Delivering Big Data Advanced Analytics - Clusters - Defining Your Requirements
Defining Your Requirements - Part 2
In this, the second part of my blog, I would like to provide some guidance around the key areas within the ‘Defining your Requirements’ stage. Defining these requirements early is an important prerequisite and will hopefully ensure that you have done everything possible to ensure a strong starting position for your project to build upon. ‘By failing to prepare, you are preparing to fail’, Benjamin Franklin.
Key focus areas
- Align your use case to a business outcome. What is it that the business needs? How will your Hadoop cluster enable those insights and deliver business value?

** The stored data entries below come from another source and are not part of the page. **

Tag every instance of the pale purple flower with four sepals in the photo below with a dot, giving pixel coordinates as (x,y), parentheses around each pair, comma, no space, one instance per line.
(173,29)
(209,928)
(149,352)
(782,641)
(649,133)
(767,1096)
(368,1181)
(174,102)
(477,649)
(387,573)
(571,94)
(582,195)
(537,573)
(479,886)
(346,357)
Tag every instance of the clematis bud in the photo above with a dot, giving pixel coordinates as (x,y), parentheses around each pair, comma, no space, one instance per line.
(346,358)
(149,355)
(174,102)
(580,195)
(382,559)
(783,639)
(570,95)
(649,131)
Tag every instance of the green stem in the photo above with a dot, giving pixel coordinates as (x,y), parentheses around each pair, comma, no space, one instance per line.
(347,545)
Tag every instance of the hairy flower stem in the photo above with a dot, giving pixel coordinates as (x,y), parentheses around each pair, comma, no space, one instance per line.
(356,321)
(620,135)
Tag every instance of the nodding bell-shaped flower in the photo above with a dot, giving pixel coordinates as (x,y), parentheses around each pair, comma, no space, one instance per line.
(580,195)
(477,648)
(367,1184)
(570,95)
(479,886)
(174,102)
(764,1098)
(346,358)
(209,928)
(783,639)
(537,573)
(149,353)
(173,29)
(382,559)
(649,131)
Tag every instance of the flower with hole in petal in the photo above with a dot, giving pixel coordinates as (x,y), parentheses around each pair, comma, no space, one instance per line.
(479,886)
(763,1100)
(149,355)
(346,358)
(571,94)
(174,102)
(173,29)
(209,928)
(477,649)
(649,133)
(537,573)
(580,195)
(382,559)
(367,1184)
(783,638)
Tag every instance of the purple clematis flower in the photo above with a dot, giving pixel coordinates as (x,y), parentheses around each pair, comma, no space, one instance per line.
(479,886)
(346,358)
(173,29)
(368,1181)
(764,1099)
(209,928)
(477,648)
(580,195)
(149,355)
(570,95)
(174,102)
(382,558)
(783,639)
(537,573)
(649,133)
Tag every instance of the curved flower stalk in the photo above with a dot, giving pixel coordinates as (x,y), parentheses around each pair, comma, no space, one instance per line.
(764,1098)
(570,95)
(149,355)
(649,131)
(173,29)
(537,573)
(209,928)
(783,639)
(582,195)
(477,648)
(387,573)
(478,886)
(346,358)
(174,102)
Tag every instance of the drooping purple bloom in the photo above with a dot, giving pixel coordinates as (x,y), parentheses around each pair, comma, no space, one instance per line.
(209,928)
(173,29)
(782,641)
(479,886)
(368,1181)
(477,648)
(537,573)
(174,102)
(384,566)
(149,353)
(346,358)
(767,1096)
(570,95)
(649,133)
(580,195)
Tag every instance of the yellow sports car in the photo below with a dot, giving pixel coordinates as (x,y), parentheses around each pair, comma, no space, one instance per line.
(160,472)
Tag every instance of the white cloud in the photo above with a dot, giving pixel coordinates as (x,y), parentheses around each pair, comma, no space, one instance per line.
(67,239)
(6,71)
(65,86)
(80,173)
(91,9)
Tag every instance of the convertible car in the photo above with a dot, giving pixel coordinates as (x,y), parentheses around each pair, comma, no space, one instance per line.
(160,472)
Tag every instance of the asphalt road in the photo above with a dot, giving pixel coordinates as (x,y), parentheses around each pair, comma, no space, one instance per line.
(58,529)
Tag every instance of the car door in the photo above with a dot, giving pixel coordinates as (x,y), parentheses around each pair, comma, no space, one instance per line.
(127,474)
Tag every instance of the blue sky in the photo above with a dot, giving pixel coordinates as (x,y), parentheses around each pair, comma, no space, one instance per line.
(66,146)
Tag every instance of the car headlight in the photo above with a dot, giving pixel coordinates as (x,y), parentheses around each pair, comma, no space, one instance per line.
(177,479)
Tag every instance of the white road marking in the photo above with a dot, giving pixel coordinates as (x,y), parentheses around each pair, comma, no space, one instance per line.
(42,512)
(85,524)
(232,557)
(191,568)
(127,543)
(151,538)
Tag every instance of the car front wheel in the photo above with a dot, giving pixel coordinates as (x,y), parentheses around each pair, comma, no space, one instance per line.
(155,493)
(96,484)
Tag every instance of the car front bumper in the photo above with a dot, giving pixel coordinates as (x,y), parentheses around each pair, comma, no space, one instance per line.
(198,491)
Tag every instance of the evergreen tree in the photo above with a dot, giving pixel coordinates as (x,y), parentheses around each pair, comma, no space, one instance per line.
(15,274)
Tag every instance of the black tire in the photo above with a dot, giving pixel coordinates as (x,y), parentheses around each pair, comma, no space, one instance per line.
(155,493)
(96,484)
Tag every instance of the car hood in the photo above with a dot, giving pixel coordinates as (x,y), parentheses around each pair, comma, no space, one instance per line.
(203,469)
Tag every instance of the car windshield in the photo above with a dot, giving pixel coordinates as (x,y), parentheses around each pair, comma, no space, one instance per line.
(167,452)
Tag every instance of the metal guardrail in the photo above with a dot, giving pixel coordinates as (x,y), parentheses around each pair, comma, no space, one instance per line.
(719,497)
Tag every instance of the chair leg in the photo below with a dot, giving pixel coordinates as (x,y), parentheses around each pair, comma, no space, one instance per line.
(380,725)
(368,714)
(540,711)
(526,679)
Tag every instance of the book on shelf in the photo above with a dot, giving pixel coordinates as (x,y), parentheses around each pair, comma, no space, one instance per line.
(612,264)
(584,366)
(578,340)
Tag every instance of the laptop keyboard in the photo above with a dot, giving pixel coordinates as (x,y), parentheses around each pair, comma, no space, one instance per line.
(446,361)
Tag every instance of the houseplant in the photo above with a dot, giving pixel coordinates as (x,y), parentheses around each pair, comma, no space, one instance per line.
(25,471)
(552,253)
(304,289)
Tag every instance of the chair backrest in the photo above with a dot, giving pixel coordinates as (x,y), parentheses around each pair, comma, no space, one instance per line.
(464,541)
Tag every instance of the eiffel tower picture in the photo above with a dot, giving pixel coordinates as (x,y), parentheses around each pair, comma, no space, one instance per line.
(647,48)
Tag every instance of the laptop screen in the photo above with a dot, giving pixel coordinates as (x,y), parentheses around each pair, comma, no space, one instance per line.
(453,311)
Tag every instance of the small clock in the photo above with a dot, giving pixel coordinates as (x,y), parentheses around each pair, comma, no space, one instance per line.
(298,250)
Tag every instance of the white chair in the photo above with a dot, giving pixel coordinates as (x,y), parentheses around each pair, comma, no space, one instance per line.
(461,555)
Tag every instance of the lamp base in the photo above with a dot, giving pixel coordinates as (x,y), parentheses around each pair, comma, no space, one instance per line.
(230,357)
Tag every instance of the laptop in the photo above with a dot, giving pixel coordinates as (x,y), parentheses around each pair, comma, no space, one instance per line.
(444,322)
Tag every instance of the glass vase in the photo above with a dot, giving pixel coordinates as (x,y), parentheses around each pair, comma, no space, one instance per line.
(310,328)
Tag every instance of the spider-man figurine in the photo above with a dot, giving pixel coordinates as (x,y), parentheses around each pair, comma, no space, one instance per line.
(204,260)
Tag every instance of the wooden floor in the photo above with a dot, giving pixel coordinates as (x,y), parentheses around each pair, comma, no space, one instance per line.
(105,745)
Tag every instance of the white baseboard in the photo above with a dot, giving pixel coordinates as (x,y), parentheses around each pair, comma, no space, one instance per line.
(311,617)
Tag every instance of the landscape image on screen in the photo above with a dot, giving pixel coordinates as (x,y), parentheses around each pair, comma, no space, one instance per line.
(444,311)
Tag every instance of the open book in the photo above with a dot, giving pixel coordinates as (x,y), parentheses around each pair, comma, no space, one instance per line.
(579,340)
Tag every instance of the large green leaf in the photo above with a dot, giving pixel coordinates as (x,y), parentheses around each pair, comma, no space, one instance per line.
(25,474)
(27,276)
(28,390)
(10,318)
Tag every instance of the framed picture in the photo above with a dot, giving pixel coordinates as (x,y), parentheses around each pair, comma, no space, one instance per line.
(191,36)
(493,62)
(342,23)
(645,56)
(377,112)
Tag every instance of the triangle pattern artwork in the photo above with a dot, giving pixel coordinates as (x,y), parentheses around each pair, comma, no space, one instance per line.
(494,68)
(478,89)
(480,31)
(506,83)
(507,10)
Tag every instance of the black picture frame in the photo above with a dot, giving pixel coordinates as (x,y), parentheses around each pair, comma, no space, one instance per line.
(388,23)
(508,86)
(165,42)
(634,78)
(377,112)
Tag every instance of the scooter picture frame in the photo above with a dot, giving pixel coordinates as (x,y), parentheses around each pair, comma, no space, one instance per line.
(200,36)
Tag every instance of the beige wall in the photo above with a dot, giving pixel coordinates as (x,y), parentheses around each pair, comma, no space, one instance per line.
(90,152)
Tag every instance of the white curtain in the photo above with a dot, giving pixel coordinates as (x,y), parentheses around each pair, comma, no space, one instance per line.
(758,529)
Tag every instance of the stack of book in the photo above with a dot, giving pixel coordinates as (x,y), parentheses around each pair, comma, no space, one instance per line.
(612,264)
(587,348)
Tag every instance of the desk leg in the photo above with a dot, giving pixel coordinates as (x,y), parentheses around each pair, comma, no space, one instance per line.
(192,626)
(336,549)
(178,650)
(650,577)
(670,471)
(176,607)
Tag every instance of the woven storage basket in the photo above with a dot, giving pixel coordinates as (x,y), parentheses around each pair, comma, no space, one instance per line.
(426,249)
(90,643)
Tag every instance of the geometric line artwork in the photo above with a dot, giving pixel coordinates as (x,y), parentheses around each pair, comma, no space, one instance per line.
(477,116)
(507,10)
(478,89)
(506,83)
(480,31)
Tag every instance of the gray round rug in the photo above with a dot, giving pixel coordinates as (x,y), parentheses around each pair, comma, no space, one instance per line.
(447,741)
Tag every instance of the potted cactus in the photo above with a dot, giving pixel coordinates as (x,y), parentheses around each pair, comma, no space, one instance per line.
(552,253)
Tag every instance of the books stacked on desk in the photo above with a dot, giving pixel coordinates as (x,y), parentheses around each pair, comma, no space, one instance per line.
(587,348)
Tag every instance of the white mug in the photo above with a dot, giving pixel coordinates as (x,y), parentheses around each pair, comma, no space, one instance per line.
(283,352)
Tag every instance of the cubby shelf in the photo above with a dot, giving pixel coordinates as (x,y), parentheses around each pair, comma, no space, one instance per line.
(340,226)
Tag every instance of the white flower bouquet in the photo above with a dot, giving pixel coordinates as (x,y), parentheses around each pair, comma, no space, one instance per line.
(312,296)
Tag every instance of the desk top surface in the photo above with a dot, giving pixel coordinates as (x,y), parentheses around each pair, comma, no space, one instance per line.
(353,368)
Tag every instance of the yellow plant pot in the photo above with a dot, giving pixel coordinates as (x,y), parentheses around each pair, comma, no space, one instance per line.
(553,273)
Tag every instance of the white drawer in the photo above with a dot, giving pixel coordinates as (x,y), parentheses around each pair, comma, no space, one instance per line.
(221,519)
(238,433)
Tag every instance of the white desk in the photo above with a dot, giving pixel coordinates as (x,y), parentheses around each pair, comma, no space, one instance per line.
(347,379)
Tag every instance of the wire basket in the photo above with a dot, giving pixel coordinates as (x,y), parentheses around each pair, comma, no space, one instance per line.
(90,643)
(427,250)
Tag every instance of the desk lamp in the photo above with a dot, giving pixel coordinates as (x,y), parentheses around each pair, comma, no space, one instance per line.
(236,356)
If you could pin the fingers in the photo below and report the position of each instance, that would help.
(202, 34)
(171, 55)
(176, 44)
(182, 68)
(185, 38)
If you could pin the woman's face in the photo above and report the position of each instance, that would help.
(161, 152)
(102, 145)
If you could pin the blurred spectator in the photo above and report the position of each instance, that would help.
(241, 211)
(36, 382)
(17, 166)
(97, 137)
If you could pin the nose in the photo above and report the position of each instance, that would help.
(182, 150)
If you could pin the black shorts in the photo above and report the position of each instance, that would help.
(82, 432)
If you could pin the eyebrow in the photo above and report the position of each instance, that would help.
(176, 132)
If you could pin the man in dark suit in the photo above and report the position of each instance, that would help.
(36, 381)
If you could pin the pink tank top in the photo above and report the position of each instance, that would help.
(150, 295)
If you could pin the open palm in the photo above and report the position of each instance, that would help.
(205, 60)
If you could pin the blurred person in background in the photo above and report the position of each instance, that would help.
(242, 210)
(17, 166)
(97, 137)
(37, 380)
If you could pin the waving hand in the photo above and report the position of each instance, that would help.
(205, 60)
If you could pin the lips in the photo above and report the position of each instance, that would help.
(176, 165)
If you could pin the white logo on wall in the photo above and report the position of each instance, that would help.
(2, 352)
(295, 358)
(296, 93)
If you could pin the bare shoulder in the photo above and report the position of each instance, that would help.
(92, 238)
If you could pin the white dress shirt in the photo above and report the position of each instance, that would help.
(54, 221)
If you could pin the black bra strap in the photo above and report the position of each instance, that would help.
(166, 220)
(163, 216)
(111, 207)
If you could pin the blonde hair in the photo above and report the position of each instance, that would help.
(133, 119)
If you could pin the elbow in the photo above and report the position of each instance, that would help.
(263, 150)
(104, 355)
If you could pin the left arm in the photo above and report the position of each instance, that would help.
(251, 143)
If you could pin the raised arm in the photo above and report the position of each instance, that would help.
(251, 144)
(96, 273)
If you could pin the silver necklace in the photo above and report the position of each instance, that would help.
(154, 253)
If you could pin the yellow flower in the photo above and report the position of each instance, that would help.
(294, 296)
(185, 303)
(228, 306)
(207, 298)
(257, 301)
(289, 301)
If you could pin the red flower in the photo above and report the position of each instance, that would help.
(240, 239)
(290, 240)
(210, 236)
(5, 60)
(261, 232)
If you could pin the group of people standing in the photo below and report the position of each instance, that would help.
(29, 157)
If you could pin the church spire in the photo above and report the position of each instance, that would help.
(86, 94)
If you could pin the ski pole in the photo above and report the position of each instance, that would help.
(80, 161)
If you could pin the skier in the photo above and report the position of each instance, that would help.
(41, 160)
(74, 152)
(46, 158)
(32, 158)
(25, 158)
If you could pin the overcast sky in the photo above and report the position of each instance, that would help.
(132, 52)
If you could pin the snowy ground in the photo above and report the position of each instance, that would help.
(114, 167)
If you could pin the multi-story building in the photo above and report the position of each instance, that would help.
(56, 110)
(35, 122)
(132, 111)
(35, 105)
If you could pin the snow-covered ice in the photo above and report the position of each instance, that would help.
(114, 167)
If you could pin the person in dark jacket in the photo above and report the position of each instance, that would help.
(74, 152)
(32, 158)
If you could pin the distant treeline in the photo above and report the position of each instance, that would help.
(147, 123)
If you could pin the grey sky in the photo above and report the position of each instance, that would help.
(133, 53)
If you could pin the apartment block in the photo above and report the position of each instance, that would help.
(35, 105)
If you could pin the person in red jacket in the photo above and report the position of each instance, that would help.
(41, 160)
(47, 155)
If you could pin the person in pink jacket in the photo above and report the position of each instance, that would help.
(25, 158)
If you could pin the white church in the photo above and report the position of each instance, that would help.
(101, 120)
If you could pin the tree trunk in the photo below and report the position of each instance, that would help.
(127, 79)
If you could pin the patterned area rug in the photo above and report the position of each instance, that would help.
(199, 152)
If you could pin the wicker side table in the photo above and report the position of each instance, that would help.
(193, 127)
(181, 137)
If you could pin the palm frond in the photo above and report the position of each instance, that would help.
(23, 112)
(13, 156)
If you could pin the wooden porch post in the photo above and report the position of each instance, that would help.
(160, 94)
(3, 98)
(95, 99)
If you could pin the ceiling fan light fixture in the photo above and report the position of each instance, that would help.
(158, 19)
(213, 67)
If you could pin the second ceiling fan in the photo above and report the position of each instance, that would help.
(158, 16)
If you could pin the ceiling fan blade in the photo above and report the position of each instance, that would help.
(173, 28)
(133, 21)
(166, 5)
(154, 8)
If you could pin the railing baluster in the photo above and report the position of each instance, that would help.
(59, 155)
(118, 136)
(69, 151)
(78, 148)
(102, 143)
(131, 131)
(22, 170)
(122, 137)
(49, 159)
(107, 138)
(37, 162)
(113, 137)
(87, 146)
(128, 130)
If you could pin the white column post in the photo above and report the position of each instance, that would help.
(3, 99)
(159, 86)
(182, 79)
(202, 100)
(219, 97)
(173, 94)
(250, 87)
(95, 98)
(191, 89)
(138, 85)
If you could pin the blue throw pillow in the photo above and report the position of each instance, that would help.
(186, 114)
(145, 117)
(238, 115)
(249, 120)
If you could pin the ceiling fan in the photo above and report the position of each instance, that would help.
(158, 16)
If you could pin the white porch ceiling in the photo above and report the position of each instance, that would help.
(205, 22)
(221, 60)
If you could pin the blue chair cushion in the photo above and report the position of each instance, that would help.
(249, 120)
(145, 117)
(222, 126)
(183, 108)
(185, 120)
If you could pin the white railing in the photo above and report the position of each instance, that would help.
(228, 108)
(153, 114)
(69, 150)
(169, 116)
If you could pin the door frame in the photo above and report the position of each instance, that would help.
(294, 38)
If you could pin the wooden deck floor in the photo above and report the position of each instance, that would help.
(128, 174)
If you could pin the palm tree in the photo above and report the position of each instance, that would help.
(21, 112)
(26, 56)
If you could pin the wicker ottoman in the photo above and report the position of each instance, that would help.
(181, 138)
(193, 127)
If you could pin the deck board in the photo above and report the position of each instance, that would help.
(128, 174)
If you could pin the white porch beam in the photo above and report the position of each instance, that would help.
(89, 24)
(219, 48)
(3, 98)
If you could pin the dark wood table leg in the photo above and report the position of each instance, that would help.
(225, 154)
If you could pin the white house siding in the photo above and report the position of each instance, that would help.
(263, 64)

- Understand and agree your timeline, ensure this is updated and communicated regularly and is aligned to your business user and stakeholder expectations.
- Identify and engage ALL key stakeholders early. Receiving approval and sponsorship from this select group early on in the process will save time and effort mid-delivery.
- Understand the source data - Most data analytics platform vendors will use the 'Ingest anything you like' strapline, which is absolutely correct. But there will almost certainly be a need to transform that data in order to exploit it effectively and take advantage of the many toolsets, BI APIs and Apps available.
- Develop a data model. This doesn't need to be complicated, certainly in the early stages. But considering a strategy early on, will certainly reap benefit later as your solution and use case expands. I like to use the Data Lasagne explanation by Mark Samson (PSE, Cloudera).
- Ensuring your delivery teams are set up to deliver end-to-end using a DevOps, continuous delivery methodology will ensure technical debt is kept to a minimum but also means requirement checks and communications across the project are much quicker. It also means that you have a greater chance of meeting business/end user requirements if they are involved in the delivery from the onset. Having input throughout delivery from the following streams, ingestion, transformation and exploitation will in most cases deliver faster and better quality results.
- Training. Advanced analytics within your organisation may still be relatively new, most customers will want to utilise current staff. There is world class training available, identifying your skills gap and providing training in the latest tools that are better suited to the tasks will increase capability and productivity in the long run. Making sure this training is delivered at the right time has huge benefits. Understanding the theory is great but early and regular hands-on use, building and configuring your clusters will cement this knowledge and understanding. It is also worth considering employing, short term, expert consultancy in specialist areas such as securing your clusters, or real time analytics, which will, almost certainly pay off in the long term, reducing project re-work, project slippage and potentially additional support costs. This also provides a great learning and knowledge opportunity for your internal teams, capturing and documenting best practices in these specialised areas.
Many organisations begin their journey into Hadoop with a belief or hope that it will provide them with a cheap alternative to replicate their data warehouse capabilities, and offer an opportunity to retire their legacy infrastructure. There is nothing wrong with that, but limiting or hard wiring your data analytics to only SQL because that’s where you’re comfortable, will inhibit your ability to take advantage of some key tools in the ‘big data swiss army knife’ such as Search and machine learning on Spark. The advanced analytics ecosystem opens a door to a world of opportunity, those taking advantage are making significant advances and generating true additional business value.
The boundaries of what can be achieved are still expanding, and rapidly. We have customers creating use cases with advanced machine learning techniques and integrating with aspects of Artificial Intelligence. Such systems take the more detailed data that can be collected and create predictive systems that can supplant human experts in fields such as image recognition, classification and prediction.
This represents an evolution in how data can be applied for those organisations that face into the challenge and run with it. We are witnessing a wholesale revolution in how some of the largest organisations in the world wield data and explore criteria for generating more value from an asset that they are now able to collect in full fidelity.